Huntington Beach is asking county and federal representatives to address aviation noise related to a relatively new system the Federal Aviation Commission requires to control air traffic at regional airports.
Mayor Mike Posey described the city as an “epicenter” for “heavily concentrated new landing and flyover patterns” in an April 2 letter addressed to Sen. Dianne Feinstein (D-Calif.), Orange County Supervisor Michelle Steel, U.S. Rep. Dana Rohrabacher (R-Costa Mesa) and FAA Regional Administrator Dennis Roberts.
“The combined results is virtually constant aircraft noise over significant swaths of our city beginning as early as 5:30 a.m. and continuing past 11:30 p.m.,” Posey wrote.
Within the past year, the FAA implemented the Southern California Metroplex project, flight path alterations that cover Long Beach, John Wayne and other airfields.
The agency has said the changes would shore up inefficiencies, save fuel and reduce carbon emissions and flight delays.
Posey urged the politicians to take immediate action to help mitigate the “unacceptable noise and environmental impacts” created by Metroplex.
In a phone interview Tuesday, Posey said the city has not heard back from the federal and county officials, but he has submitted a request to meet with Rohrabacher.
Residents in adjacent cities are also unhappy with the new takeoff and landing patterns.

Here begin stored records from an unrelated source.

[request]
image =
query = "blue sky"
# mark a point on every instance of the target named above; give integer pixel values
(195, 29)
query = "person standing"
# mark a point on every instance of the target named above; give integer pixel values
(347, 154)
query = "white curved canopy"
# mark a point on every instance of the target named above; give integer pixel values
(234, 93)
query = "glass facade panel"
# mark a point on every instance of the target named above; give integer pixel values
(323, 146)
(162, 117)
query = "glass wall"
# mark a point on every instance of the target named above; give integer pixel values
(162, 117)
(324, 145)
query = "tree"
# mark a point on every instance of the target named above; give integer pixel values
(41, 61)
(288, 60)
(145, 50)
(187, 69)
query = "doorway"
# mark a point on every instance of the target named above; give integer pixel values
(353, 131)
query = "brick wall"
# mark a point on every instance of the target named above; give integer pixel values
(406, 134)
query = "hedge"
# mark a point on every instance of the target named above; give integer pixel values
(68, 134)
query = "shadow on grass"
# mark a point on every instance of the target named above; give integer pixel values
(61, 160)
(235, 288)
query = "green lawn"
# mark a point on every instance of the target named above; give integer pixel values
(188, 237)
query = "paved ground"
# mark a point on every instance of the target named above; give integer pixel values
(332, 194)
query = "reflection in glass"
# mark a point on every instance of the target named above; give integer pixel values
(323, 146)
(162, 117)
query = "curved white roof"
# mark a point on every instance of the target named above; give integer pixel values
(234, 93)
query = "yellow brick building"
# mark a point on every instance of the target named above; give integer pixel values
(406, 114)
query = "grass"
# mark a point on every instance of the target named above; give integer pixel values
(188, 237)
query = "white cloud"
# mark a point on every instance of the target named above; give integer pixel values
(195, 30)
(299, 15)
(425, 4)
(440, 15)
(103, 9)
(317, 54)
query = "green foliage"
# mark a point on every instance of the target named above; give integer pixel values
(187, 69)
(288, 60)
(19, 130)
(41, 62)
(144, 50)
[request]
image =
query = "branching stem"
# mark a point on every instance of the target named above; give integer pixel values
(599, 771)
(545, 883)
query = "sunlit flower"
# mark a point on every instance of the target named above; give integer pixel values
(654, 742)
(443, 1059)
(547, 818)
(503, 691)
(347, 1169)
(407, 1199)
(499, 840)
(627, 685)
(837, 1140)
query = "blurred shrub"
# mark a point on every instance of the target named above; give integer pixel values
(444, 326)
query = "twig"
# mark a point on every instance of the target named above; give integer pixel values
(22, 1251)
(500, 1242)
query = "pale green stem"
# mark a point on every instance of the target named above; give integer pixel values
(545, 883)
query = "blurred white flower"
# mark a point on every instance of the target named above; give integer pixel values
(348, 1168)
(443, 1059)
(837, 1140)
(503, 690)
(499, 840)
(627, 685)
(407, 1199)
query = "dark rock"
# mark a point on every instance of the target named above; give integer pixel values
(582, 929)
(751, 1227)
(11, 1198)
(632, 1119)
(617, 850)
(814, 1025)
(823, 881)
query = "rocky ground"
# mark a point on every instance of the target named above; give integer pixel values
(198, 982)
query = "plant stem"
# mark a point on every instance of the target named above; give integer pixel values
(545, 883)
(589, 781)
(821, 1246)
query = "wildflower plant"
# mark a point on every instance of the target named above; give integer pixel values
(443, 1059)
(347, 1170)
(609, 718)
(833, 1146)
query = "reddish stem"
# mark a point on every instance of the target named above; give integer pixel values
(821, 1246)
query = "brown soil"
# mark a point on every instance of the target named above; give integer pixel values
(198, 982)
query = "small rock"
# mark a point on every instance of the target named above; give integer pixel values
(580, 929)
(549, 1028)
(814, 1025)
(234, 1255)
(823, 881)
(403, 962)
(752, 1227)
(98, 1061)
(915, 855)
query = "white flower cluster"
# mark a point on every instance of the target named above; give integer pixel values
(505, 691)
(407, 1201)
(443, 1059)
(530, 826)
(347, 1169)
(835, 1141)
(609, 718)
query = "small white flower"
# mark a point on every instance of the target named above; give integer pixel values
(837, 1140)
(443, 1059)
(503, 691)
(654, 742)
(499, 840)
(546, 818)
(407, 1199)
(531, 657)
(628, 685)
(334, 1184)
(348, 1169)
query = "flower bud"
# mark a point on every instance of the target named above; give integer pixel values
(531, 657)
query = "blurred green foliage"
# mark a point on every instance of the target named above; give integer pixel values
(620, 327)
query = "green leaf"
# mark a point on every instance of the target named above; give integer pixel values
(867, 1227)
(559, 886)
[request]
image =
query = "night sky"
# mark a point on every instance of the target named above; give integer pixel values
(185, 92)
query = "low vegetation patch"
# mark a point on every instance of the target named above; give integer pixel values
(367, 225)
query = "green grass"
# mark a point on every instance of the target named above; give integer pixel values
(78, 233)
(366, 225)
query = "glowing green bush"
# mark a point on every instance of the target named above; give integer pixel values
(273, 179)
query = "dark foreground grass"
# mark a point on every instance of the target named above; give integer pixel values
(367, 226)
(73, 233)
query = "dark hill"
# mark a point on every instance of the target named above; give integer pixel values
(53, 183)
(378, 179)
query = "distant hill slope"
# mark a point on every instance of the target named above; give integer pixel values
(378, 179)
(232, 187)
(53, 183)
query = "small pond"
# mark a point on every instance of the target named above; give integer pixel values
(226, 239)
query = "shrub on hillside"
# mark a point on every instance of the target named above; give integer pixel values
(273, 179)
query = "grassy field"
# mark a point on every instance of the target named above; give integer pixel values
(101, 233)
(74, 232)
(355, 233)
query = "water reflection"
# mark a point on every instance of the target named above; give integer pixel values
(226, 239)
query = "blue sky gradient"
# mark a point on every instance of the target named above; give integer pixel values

Newport Beach and Laguna Beach sued the FAA over the system in 2016, calling inadequate the project’s environmental review, which determined there would be no significant effects.
FAA spokesman Ian Gregor told the Daily Pilot in September that more than two dozen air routes have historically passed over Huntington Beach. He said the environmental findings are final and “will not be revisited.”
But Huntington Beach residents have increasingly complained, which prompted the City Council in January to unanimously approve a task force to examine the issue and establish talks with aviation officials.
Council members Patrick Brenden and Barbara Delgleize proposed the panel as a way to discuss potential solutions to air traffic noise, establish a working relationship with federal aviation and local airport officials, assess opportunities for lawsuits and host community meetings
Delgleize said Tuesday that the Air Traffic Noise Working Group will meet with the city attorney to determine options.
“We’re not done yet,” Delgleize said. “We’re still in the early stages only because we’re trying to figure out the best strategy.”